Açılış öncesinde tören alanına gelen Cumhurbaşkanı'a kalabalık arasından seslenen 78 yaşındaki Saliha Gündüz'ü gören Erdoğan, oturduğu yerden kalkarak yanına gitti. Erdoğan'a sarılan Gündüz, bu vatanı kimsenin bölemeyeceğini belirterek, "Tek vatan, tek millet, tek bayrağız biz" diyerek elini yumruk yaparak slogan attı. Erdoğan da Saliha Gündüz'ün sloganlarını tekrarladı. Bu sırada Erdoğan'ın yakın koruması kendisine bir fotoğraf getirdi. Erdoğan, fotoğrafı eşi Emine Erdoğan ile Başbakan Yıldırım'a da göstererek, korumasına fotoğrafı veren kişinin nerede olduğunu sorduktan sonra kalabalığın arasına gitti.
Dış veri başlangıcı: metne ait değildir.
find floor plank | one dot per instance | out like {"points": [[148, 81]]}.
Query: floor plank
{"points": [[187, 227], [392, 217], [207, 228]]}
Fotoğrafı veren Atike Barkın adındaki kadın, oğlu jandarma er Mehmet Ali Barkın'ın Siirt'in Şirvan İlçesi'nde şehit düştüğünü söyleyerek, Diyarbakır Valisi'ne bir süre önce eşine iş bulması için mektup gönderdiğini, ancak mektubuna yanıt alamadığını anlattı.

Bunun üzerine Erdoğan, talimat vererek konuyla yakından ilgilenmelerini ve sonucun kendisine bildirilmesini istedi.